The problem there is that it's very easy to create a situation where list D would require terabytes of RAM (+insane amount of CPU power and that is only for one citizen). That wouldn't even solve the issue, our algorithm already finds the optimal solution in terms of travel time / comfort and cost. However, it uses average times for waiting, not the actual timetable. This would make the calculation much more complex (You need to realize that on a large city at max speed we are doing several thousand pathfind requests per second).
First, thanks for replying. Its good to see the programmer(s) are aware of this discussion.
I can see your argument about the CPU/RAM overheads with generating list D. Your pathfinder currently would do something similar to List D currently, so what about this...

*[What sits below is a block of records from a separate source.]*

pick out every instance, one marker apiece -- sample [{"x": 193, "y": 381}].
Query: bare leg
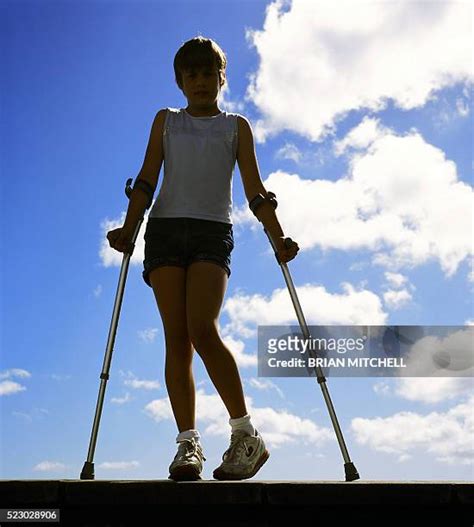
[
  {"x": 205, "y": 289},
  {"x": 169, "y": 286}
]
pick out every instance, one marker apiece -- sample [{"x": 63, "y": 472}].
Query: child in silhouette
[{"x": 188, "y": 242}]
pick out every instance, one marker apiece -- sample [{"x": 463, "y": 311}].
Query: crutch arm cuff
[
  {"x": 256, "y": 201},
  {"x": 145, "y": 187}
]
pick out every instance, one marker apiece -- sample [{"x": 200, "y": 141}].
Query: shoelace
[
  {"x": 237, "y": 444},
  {"x": 187, "y": 449}
]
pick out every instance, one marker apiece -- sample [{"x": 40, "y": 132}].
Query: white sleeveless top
[{"x": 199, "y": 159}]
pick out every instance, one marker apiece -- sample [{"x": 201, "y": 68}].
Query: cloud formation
[{"x": 351, "y": 55}]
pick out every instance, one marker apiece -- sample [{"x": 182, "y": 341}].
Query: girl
[{"x": 188, "y": 242}]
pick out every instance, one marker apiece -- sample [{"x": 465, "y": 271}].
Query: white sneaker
[
  {"x": 187, "y": 464},
  {"x": 244, "y": 458}
]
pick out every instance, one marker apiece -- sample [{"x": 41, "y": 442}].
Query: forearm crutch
[
  {"x": 88, "y": 469},
  {"x": 349, "y": 468}
]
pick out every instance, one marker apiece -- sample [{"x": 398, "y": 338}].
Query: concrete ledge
[{"x": 238, "y": 504}]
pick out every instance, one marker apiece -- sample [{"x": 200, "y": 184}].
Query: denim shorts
[{"x": 182, "y": 241}]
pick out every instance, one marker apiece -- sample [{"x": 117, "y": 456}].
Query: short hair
[{"x": 199, "y": 52}]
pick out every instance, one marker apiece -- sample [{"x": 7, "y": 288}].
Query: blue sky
[{"x": 362, "y": 114}]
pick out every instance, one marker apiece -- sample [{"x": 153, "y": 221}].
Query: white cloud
[
  {"x": 447, "y": 436},
  {"x": 351, "y": 306},
  {"x": 132, "y": 381},
  {"x": 148, "y": 335},
  {"x": 352, "y": 54},
  {"x": 397, "y": 299},
  {"x": 395, "y": 279},
  {"x": 110, "y": 257},
  {"x": 278, "y": 427},
  {"x": 15, "y": 372},
  {"x": 8, "y": 387},
  {"x": 119, "y": 465},
  {"x": 395, "y": 201},
  {"x": 244, "y": 360},
  {"x": 142, "y": 384},
  {"x": 289, "y": 151},
  {"x": 49, "y": 466}
]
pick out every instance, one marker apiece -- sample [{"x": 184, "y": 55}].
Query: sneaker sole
[
  {"x": 185, "y": 473},
  {"x": 222, "y": 475}
]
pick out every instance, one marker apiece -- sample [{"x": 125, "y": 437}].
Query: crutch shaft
[
  {"x": 351, "y": 472},
  {"x": 88, "y": 469}
]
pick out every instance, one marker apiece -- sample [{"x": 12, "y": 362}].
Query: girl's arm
[
  {"x": 149, "y": 173},
  {"x": 247, "y": 161}
]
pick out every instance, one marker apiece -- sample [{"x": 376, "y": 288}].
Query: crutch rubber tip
[
  {"x": 87, "y": 470},
  {"x": 351, "y": 472}
]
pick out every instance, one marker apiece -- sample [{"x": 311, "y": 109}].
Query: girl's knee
[{"x": 203, "y": 336}]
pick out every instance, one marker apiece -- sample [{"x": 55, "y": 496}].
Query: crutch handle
[{"x": 128, "y": 187}]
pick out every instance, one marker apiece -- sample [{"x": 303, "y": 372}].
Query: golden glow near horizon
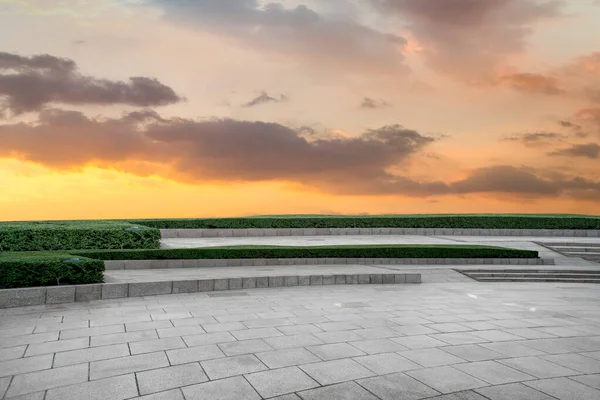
[{"x": 254, "y": 115}]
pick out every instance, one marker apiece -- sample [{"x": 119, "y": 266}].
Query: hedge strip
[
  {"x": 375, "y": 251},
  {"x": 65, "y": 235},
  {"x": 18, "y": 271},
  {"x": 391, "y": 221}
]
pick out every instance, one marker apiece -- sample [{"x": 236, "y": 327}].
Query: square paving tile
[
  {"x": 458, "y": 338},
  {"x": 473, "y": 352},
  {"x": 565, "y": 389},
  {"x": 397, "y": 387},
  {"x": 236, "y": 388},
  {"x": 376, "y": 346},
  {"x": 191, "y": 354},
  {"x": 493, "y": 372},
  {"x": 231, "y": 366},
  {"x": 335, "y": 351},
  {"x": 576, "y": 362},
  {"x": 328, "y": 372},
  {"x": 590, "y": 380},
  {"x": 340, "y": 391},
  {"x": 117, "y": 388},
  {"x": 538, "y": 367},
  {"x": 277, "y": 382},
  {"x": 387, "y": 363},
  {"x": 162, "y": 379},
  {"x": 126, "y": 365},
  {"x": 47, "y": 379},
  {"x": 512, "y": 349},
  {"x": 446, "y": 379},
  {"x": 431, "y": 357},
  {"x": 286, "y": 342},
  {"x": 418, "y": 342},
  {"x": 287, "y": 357},
  {"x": 513, "y": 391},
  {"x": 244, "y": 347}
]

With the method of pathfinding you are using, I presume you are traversing a node tree thats permanently stored (each node represents a stop and branches between nodes represent walk/mode of travel to adjacent stops). The weightings used in the node tree you say are for travel time/comfort/cost. The algorithm finds a single solution based on the best outcome on these weightings.
So how about this;
1. Weighting should solely be on travel distance (aka, walk distance, the distance between two stops which are stored permanently in the node tree), not travel time, comfort or cost.
2. Modify the pathfinder to find the first '5' best weighted paths, and then doing a more detailed lookup on these top 5 paths that analyse the travel time using the other permanently stored lists I suggested against these paths, they could also track the comfort and zones traversed in this process. The quickest delivery (based on schedueling) is selected from this top 5, and if conditions are met (cost, comfort if you feel it a must, travel time vs avg car travel distance between start-end) the CIM is spawned to travel.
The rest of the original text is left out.